I'm on Week 5, Day 2 of C25K.  I've gone from running in 30-45 second intervals to 4-5 minute intervals.  Next run will be my first 6 minute interval.  I slacked off for a little more than a month due to sickness (pertussis then norovirus...it was a rough month or so) and traveling out of state.  But then I registered for my first race, the 8th annual Angel Babies 5k run to benefit Hind's Hospice's Angel Babies program.  I thought that would be good, and significant for me having an angel baby of my own.  It happens May 5th, and if I stay on task with C25K I will be finished with the program a week before the race.  So when I really don't feel like running, I do it anyway because I HAVE to in order to be ready for my first race.  I also signed the boys up for the kid's fun runs...they get their own t-shirt and bib and everything.  They are so excited!

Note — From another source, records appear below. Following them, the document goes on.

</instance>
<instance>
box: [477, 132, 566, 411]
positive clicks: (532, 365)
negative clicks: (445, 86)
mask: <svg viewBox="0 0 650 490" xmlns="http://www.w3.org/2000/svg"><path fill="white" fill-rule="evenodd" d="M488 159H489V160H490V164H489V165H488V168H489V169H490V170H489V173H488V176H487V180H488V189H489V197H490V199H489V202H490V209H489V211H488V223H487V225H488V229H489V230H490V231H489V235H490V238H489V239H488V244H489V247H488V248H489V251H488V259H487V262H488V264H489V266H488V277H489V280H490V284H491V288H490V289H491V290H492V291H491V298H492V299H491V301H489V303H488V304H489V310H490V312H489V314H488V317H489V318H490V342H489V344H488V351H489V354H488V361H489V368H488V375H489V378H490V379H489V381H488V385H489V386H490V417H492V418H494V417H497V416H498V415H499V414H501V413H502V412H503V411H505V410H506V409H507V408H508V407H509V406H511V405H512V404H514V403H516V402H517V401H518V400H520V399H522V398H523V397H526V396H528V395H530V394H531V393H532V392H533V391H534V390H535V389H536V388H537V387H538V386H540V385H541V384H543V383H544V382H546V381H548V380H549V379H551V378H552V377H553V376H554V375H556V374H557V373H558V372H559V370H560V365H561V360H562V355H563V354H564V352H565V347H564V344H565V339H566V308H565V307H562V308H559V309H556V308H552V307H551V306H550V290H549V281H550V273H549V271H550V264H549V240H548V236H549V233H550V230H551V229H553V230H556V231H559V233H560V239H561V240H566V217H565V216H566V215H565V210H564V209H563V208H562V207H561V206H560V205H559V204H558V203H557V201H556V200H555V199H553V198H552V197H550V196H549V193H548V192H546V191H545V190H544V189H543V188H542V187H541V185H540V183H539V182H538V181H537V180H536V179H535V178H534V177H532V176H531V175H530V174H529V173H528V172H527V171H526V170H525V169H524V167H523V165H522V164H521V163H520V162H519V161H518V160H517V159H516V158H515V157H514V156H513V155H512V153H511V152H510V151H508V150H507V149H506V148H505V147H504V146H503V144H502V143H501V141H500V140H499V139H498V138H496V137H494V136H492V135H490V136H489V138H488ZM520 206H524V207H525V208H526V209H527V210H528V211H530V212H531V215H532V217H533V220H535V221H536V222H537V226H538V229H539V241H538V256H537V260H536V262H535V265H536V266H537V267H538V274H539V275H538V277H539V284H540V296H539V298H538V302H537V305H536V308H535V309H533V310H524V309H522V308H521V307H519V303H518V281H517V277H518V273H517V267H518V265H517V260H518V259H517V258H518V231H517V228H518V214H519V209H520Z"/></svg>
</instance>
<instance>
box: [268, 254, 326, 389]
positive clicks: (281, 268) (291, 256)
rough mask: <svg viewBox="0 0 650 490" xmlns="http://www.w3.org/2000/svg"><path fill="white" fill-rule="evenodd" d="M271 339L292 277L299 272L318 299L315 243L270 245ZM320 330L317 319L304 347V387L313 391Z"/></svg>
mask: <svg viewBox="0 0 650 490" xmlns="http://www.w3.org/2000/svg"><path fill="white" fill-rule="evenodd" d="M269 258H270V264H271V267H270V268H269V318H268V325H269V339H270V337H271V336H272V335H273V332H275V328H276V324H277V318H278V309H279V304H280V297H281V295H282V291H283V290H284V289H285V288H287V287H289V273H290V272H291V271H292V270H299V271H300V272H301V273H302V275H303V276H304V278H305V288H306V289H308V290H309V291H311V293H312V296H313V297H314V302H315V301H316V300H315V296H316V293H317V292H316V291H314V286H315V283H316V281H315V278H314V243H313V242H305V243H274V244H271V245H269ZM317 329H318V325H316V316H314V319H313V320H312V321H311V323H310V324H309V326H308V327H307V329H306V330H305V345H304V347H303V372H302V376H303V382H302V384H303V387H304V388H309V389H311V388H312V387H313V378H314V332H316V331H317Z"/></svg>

After I finish that, it's on to Bridge to 10K (B210K), then the half-marathon.  I hung a list of my New Year's resolutions in my office and at my desk at home to remind me.  I really need to stay on it in order to be ready in November.

My new niece, Emma!
So I went back home in February for the birth of my niece.  Little Emma was born while I was there...the day before I left, actually.  My baby sister is a mommy!  She pushed that 8 lb, 3 oz baby out of her tiny little body and I am so proud of her!  It was an action-packed trip that will require a post of its own.  Lots of family stuff.  But one family-unrelated thing happened that was SO awesome.  I went by Rosemary in hopes of recharging my emotional batteries and seeing Harmony for the first time in about 4 years.  She was there and it was so good to see her again!  She showed me the things that had changed and gave me the encouragement and wisdom that had come seeking.  Then the unspeakable happened...she offered me an apprenticeship!  This is something I have been thinking, dreaming, and praying about ever since I started midwifery school, but I didn't know how to ask or if it would even be possible.  It will not count toward my clinicals, but it will be a balancing experience that I NEED.  She offered for me to come down for a month or so during their busiest time to offer another set of hands and to get some practical homebirth, LM-guided midwifery practice.  I tell you, I was walking on air.